Let's clarify: the novelty is the possibility of passing in the yellow area, slightly lightened by the dinner at the restaurant in open spaces and by the school in the presence (also in orange). It is not an "everything open".
The restrictions are and will always be based on the analysis of data available at the regional level. Making decisions at the provincial level would be the way forward, but who controls them? Seeing Sardinia in the red zone and Calabria in orange raises more than a few doubts about the monitoring system. But this is another, unfortunately, usual, story of skills that are not used.
How will the infection evolve if the yellow colour is assigned to a region still at risk? We know that we often close late and open too early. We know that in the yellow area, there is the possibility of an increase in infections.
The questions we ask ourselves are two.
1. How much will seasonality affect the evolution of the contagion? We cannot know this based on last year's experience: last year we were in a very different situation. We reopened in the summer after an extended total closure.
2. If the contagion were to spread more in absolute terms, how much will the vaccinations do now affect reducing deaths and hospitalizations? We can quickly expect an increase in the incidence mainly reserved for younger ages, who currently seem to run a greater risk than a year ago.
Analyzing the age distribution of hospitalizations, the infection network, the length of hospitalization, here is what could answer both questions. The data? They are not public. Many are not collected correctly or are not registered at all.
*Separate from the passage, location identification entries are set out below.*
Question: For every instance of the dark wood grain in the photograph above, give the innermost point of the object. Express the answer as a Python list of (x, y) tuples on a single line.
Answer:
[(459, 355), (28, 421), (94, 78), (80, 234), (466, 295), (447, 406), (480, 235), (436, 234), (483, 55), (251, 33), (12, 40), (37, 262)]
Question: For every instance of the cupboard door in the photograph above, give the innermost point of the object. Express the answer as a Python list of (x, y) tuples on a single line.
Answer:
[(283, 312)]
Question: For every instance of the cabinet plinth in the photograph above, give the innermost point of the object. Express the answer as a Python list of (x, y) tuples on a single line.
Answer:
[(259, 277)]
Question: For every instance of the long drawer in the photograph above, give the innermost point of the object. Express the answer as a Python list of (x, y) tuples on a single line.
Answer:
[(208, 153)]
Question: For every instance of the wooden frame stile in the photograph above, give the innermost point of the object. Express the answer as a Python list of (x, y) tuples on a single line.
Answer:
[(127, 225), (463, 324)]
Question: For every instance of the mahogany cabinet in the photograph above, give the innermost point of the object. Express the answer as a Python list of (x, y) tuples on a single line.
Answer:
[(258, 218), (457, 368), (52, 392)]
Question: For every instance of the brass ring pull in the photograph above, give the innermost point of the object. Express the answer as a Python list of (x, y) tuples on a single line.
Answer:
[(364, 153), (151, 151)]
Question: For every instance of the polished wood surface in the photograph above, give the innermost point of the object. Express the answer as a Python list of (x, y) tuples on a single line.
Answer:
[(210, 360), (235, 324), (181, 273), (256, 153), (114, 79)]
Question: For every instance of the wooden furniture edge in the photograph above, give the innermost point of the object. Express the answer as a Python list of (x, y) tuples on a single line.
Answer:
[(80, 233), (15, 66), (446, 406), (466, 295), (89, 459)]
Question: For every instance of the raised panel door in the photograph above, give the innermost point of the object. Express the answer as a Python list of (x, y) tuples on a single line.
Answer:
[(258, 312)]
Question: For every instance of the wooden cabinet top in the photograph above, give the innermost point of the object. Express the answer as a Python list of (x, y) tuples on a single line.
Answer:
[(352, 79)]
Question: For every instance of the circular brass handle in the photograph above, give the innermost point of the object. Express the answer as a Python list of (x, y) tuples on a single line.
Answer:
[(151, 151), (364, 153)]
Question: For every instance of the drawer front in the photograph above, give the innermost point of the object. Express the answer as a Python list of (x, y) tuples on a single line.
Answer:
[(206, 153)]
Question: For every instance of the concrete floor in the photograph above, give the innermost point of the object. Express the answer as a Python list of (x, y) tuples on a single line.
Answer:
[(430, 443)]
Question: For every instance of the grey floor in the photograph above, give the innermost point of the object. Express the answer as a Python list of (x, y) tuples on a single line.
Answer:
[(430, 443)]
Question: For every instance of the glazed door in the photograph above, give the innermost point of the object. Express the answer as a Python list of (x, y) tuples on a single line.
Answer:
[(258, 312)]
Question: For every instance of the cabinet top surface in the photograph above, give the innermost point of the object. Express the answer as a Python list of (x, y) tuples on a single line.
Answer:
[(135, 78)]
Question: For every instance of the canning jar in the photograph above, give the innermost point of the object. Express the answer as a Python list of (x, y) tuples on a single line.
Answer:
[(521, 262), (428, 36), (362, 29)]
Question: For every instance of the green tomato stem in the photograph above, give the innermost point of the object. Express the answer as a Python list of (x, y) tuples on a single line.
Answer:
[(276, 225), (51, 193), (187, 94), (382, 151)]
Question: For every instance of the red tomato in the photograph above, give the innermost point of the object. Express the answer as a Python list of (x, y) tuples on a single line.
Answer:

We also ask ourselves how many deaths we will still have to count every day. In this sense, vaccination is protecting the most vulnerable and the elderly. It is still too early to draw conclusions, but the lethality rate has dropped, and the examples of Israel and the UK bode well. Of course, with 300 deaths a day, it is difficult to speak of a return to normal. Given the vaccination rates, it still takes a couple of months to reach a sufficient proportion of first doses, plus the time for immunity, plus the time to see an effect on the death curve.
So? Really, after 15 months spent analyzing the evolution of the epidemic, are there those who are crying out for the re-establishment of the yellow zone? Ok, it will be a slightly different yellow zone. However, let's face it, even the red areas of these last few weeks have been much less red than in the past; indeed, the only red colour was that the restaurants and schools were closed.
The boys/children are often asymptomatic and are sent to school without any fear. It would be enough to do swabs continuously to reduce the risk. Too many costs, too much time? There are ways to reduce costs and time. Process the swabs in groups. Develop risk priority screening strategies. Modulate the screening frequency based on the observed incidence. There is a way to save without reducing the effectiveness of monitoring.
And at the end of it all, if we don't carry out checks, we can stay here and talk as much as we want, but there will never be anyway to contain the contagion.